With this in mind, CockroachDB downsamples data before storing it; the original timestamp for each data point in a series is not recorded. CockroachDB instead divides time into contiguous slots of uniform length (currently 10 seconds); if multiple data points for a series fall in the same slot, only the most recent sample is kept.
In order to use key space efficiently, we pack data for multiple contiguous samples into "slab" values, with data for each slab stored in a CockroachDB key. This is done by again dividing time into contiguous slots, but with a longer duration; this is known as the "slab duration". For example, CockroachDB downsamples its internal data at a resolution of 10 seconds, but stores it with a "slab duration" of 1 hour, meaning that all samples that fall in the same hour are stored at the same key. This strategy helps reduce the number of keys scanned during a query.
Another common use case of time series queries is the aggregation of multiple series; for example, you may want to query the same metric (e.g. "queries per second") across multiple machines on a cluster, and aggregate the result.
Specialized Time-series databases can often aggregate across arbitrary series; however, CockroachDB is specialized for aggregation of the same series across different machines or disks.
This is done by creating a "source key", typically a node or store ID, which is an optional identifier that is separate from the series name itself. The source key is are appended to the key as a suffix, after the series name and timestamp; this means that data that is from the same series and time period, but from different nodes, will be stored contiguously in the key space. Data from all sources in a series can thus be queried in a single scan.
Unused Feature: Multiple resolutions
CockroachDB time series database has rudimentary support for a planned feature: recording the same series at multiple sample durations, commonly known as a "rollup".

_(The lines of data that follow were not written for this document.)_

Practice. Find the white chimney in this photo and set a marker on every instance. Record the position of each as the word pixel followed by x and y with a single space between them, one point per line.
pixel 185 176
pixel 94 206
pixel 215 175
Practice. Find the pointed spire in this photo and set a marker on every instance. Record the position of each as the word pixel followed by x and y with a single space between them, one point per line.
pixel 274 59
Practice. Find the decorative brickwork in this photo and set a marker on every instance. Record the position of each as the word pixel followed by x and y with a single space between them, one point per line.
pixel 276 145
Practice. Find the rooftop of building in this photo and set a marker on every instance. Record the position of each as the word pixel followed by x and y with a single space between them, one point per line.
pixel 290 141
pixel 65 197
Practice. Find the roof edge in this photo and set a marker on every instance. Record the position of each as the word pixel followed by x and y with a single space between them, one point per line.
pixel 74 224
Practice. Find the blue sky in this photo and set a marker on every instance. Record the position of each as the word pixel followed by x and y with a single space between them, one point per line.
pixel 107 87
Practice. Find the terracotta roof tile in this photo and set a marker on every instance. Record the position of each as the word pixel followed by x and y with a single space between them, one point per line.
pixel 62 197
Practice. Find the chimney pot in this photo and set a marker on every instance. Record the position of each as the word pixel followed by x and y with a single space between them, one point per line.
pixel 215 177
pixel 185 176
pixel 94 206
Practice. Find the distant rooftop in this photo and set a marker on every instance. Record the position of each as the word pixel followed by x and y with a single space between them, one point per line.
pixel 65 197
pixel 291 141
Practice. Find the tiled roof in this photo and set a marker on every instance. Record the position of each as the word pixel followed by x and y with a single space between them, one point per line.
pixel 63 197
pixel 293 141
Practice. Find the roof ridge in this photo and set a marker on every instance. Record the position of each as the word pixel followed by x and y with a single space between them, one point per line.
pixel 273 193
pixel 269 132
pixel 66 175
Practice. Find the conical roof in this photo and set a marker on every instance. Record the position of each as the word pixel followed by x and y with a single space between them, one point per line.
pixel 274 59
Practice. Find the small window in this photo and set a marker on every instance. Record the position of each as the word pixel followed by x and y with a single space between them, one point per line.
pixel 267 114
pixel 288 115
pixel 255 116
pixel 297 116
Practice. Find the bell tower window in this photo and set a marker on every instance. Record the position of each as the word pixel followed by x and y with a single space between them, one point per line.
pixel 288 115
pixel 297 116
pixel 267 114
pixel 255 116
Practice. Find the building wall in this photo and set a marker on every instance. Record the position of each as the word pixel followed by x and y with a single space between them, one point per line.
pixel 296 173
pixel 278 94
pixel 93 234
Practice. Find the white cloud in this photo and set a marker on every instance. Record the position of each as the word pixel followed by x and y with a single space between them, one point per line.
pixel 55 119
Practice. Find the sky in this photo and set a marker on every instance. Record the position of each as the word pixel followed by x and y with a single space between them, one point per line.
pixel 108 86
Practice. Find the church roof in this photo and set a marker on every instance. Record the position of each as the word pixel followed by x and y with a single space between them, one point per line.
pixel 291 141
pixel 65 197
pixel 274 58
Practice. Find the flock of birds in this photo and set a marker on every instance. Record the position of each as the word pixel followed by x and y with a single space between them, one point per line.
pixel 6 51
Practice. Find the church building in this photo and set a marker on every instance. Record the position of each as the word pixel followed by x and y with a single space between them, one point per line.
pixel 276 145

For example, a single series may be recorded with a sample size of 10 seconds, but also record the same data with a sample size of 1 hour. The 1 hour data will have much less information, but can be queried much faster; this is very useful when querying a series over a very long period of time (e.g. an entire month or year).
A specific sample duration in CockroachDB is known as a Resolution. CockroachDB supports a fixed set of Resolutions; each Resolution has a fixed sample duration and a slab duration. For example, the resolution "Resolution10s" has a sample duration of 10 seconds and a slab duration of 1 hour.
This feature was planned and slightly informs our key structure (resolution information is encoded in every time series key); however, all time series in CockroachDB are currently recorded at a downsample duration of 10 seconds, and a slab duration of 1 hour.
A hypothetical example from CockroachDB: we want to record the available capacity of all stores in the cluster.
The series name is: cockroach.capacity.available
Data points for this series are automatically collected from all stores. When data points are written, they are recorded with a source key of: [store id]
There are 3 stores which contain data: 1, 2 and 3. These are arbitrary and may change over time.
Data is recorded for January 1st, 2016 between 10:05 pm and 11:05 pm. The data is recorded at a 10 second resolution.
The data is recorded into keys structurally similar to the following:
tsd.cockroach.capacity.available.10s.403234.1 tsd.cockroach.capacity.available.10s.403234.2 tsd.cockroach.capacity.available.10s.403234.3 tsd.cockroach.capacity.available.10s.403235.1 tsd.cockroach.capacity.available.10s.403235.2 tsd.cockroach.capacity.available.10s.403235.3
Data for each source is stored in two keys: one for the 10 pm hour, and one for the 11pm hour. Each key contains the tsd prefix, the series name, the resolution (10s), a timestamp representing the hour, and finally the series key. The keys will appear in the data store in the order shown above.
(Note that the keys will NOT be exactly as pictured above; they will be encoded in a way that is more efficient, but is not readily human readable.)